I have on ethernet jacks in my house. What i'd like to do while I'm in the walls is pull a new ethernet cable from the closet (new jack) into the office so can hard wire my desktop. That's primarily because I do a lot of file transfers on the NAS device and it is much, much quicker over Cat6 cable than it is presently over wifi. 

Questions I have: 
For the coax cable, I was just going to get a splitter, but on an Amazon review someone mentioned if you are using a cable modem you should actually get a tap if one leg of the line is longer (which it will be). Is that true / what is the actual difference between a splitter and a tap? 

Do I need to do anything special for intsalling Cat6 cable? To make it easier on myself I was going to get female - female adapters (vs. actually manually making the connection to the CAT6 outlet.). I'm assuming as long as I have one on each end, data can go bidirectional, in other words plugging the router into the wall with cat6, which then goes through the wall, to a nother cat6 cable connected to the computer should be fine? 

Let's break out those real nerds now :beer:


----------



## bvibert (Jan 25, 2012)

That should work fine with the CAT6 cable, but if it were me I'd put the little extra effort in to install an outlet.  This, coming from a guy who has a patch cable running from his router, under his bedroom door, across the floor, up a dresser, and into his PS3.


----------



## speden (Jan 25, 2012)

I ran some cat6 cables in my house a couple weeks ago.  Seemed the same as working with cat5 except there was a plastic guide thing running down the middle of the cable.  But other than that  I was able to crimp on the ethernet connectors the same as cat5 since the internal wires have the same colors.
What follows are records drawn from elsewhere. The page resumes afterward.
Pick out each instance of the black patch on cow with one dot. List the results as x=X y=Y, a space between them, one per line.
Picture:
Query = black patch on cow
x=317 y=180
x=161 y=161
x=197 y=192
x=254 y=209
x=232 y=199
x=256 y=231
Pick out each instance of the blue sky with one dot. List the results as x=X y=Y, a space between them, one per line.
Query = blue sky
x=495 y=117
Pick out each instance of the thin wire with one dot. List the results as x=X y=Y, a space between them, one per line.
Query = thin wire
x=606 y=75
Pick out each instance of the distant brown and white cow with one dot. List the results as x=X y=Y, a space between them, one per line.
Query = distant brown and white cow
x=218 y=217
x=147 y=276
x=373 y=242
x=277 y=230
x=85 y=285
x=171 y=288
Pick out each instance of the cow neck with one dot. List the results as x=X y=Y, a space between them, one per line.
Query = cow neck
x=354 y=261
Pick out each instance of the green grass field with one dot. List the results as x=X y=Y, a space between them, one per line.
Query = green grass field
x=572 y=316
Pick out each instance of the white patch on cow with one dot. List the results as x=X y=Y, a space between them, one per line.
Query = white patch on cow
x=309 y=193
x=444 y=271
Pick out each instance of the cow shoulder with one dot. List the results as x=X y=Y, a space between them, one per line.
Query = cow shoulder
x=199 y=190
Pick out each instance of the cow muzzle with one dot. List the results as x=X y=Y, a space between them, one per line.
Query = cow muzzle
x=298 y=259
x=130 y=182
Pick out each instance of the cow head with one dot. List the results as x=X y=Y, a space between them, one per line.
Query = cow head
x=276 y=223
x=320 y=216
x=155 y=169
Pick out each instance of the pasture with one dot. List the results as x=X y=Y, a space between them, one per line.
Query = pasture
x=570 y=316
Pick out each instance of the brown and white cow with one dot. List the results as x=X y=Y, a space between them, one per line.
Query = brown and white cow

Wall jacks look nice, but are a lot of extra work to install, and the extra connection can degrade the signal.  I have one wall jack that makes a gigabit port run at only 100 mbs, so I stopped using it.  Most of my PC's are on the first floor, so what I do is just drill a small hole in the floor behind the PC (just big enough to put the cut cable through) and then run the lines along the basement ceiling.  Then I just crimp on the male ethernet connectors after cutting the cable to the exact length I need.  I have all my switches/wireless router/cable modem in the basement ceiling.

I used to use wireless for most of the house, but going from wireless to wired gigabit ethernet is a big improvement.  Stuff I couldn't stream well over wireless (like high def video) now streams fine, especially when a lot of the family is on the network at the same time.  LAN games work better too.


----------



## Glenn (Jan 25, 2012)

Look into installing a cheapo wifi router as a Wireless Access Point. 

My story into nerdery: Bought an AirPort Express so we could play tunes via the iPad outside to my old arse shelf system inside...powering the outdoor speakers. I was getting a lot of dropped signals. A buddy suggested setting up a WAP. 

I had some CAT5 already set up, so that was easy. I ran that back before wifi routers were popular/affordable. Once I had the WAP setup, a lot less dropping. 

In your case (if I'm reading your setup correctly) a WAP would be easiest. Run some CAT 5, set up the WAP and you're set. You could, in theory, leave things as is. 

If you've already done this, just ignore...I used Netstumbler recently to troubleshoot some wifi device issues. That helps with channels regarding what your neighbors are using. Lets you stay off their channels...most leave them to the factory setting.


----------



## Nick (Jan 30, 2012)

Well, got it almost all done. Just have to finish pulling a new Cat6 line to my office, but everything is installed in the closet. I drilled a hole in the ceiling by accident so I have to patch that.


----------